[Date Prev][Date Next][Thread Prev][Thread Next][Date Index][Thread Index]
bug#17343: 24.2; Exponential growth of files using raw-mode
From: |
Eli Zaretskii |
Subject: |
bug#17343: 24.2; Exponential growth of files using raw-mode |
Date: |
Fri, 25 Apr 2014 10:13:29 +0300 |
> Date: Thu, 24 Apr 2014 15:58:41 -0300
> From: Jeremy Barbay <jbarbay@dcc.uchile.cl>
>
> Following the short recipe below shows how a user saving files in "raw
> mode" could end up with files doubling their size each time saved, if
> following emacs' suggestion to save it in raw mode:
>
> * Recipe:
>
> 1. Save the following line in a file "testAccentsMinimal.txt"
>
> Nà¥\206à¤\206\206à¥\206
>
> 2. Repeatedly,
>
> 0) measure the size of the file (wc -c testAccentsMinimal.txt);
> 1) open emacs loading the file (emacs -q testAccentsMinimal.txt);
> 2) insert and delete a character in it (manually);
> 3) save it selecting the suggested raw encoding (manually);
> 4) quit emacs (or force the reload of the file).
>
> * Result:
>
> This should give something akin to the following, where one can see
> the size of the file growing exponentially with the number of savings.
>
> >wc -c testAccentsMinimal.txt ; emacs -q testAccentsMinimal.txt
> 11 testAccentsMinimal.txt
> >wc -c testAccentsMinimal.txt ; emacs -q testAccentsMinimal.txt
> 19 testAccentsMinimal.txt
> >wc -c testAccentsMinimal.txt ; emacs -q testAccentsMinimal.txt
> 35 testAccentsMinimal.txt
> >wc -c testAccentsMinimal.txt ; emacs -q testAccentsMinimal.txt
> 67 testAccentsMinimal.txt
> >wc -c testAccentsMinimal.txt ; emacs -q testAccentsMinimal.txt
> 131 testAccentsMinimal.txt
> >wc -c testAccentsMinimal.txt ; emacs -q testAccentsMinimal.txt
> 259 testAccentsMinimal.txt
> >wc -c testAccentsMinimal.txt ; emacs -q testAccentsMinimal.txt
> 515 testAccentsMinimal.txt
> >wc -c testAccentsMinimal.txt ; emacs -q testAccentsMinimal.txt
> 1027 testAccentsMinimal.txt
> >wc -c testAccentsMinimal.txt ; emacs -Q testAccentsMinimal.txt
> 2051 testAccentsMinimal.txt
>
> * (Tentative) Explanation:
>
> - Even though the file is saved in "raw" mode, it is read in another
> mode which prefix the "special" characters with a unicode code.

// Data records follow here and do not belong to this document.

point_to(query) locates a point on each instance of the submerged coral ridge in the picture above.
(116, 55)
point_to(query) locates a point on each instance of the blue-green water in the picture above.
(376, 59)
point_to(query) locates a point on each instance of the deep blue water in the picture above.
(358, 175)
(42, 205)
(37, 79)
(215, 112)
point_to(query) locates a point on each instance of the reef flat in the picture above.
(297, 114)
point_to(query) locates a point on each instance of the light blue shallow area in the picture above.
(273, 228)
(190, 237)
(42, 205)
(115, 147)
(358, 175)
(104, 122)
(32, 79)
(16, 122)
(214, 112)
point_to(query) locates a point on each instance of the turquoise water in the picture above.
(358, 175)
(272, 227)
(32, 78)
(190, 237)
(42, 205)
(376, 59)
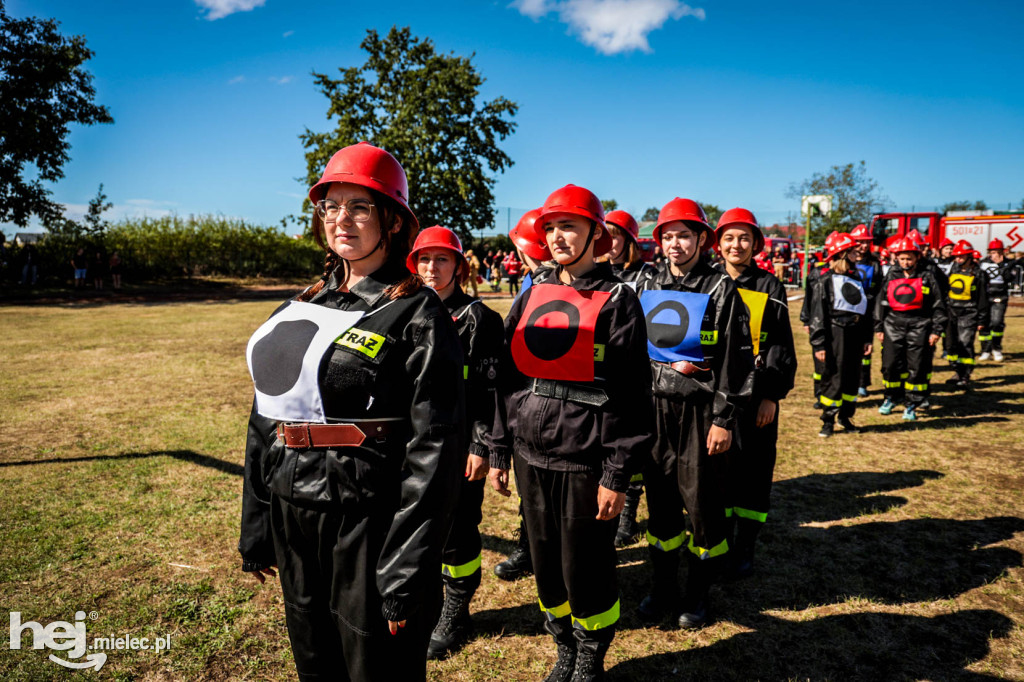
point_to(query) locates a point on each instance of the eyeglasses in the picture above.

> - Due to symbols from incompatible encodings, emacs is confused about
> which encoding to use for saving and asks the user about it.
>
> * Why it matters:
>
> - The faulty sequence above occured naturally from copy pasting from
> various webpages (containing accented characters) into the same
> document, and was identified when some files grew too large. -
> Files (e.g. of notes) end up doubling in size at each edition, until
> they fill the memory and/or hard-drive, slow down the system and
> make Emacs complain about the size of the file.
>
> * (Potential) Solutions:
>
> - when saving a file with conflicting encodings, instead of merely
> suggesting the raw encoding, add an option to "clean" the file
> instead of merely save it in raw mode, for instance by projecting
> the file to an encoding by deleting all symbols which are
> incompatible with it.
>
> I think that I signaled this bug 1 year ago in Emacs 23 and was answered
> at the time that this would be solved by the next version (24), but it
> occured to me recently that this undesirable behavior was still there :(
It's not a bug. When you modify a file, its size can grow, sometimes
a lot, due to a change in encoding. This is intended behavior.
To avoid the problem in the first place, once you discover that the
file was visited with raw-text encoding, use "C-x RET r" to re-visit
the buffer in the encoding you think is correct, and then manually fix
the bad sequences. Then the growth will not happen.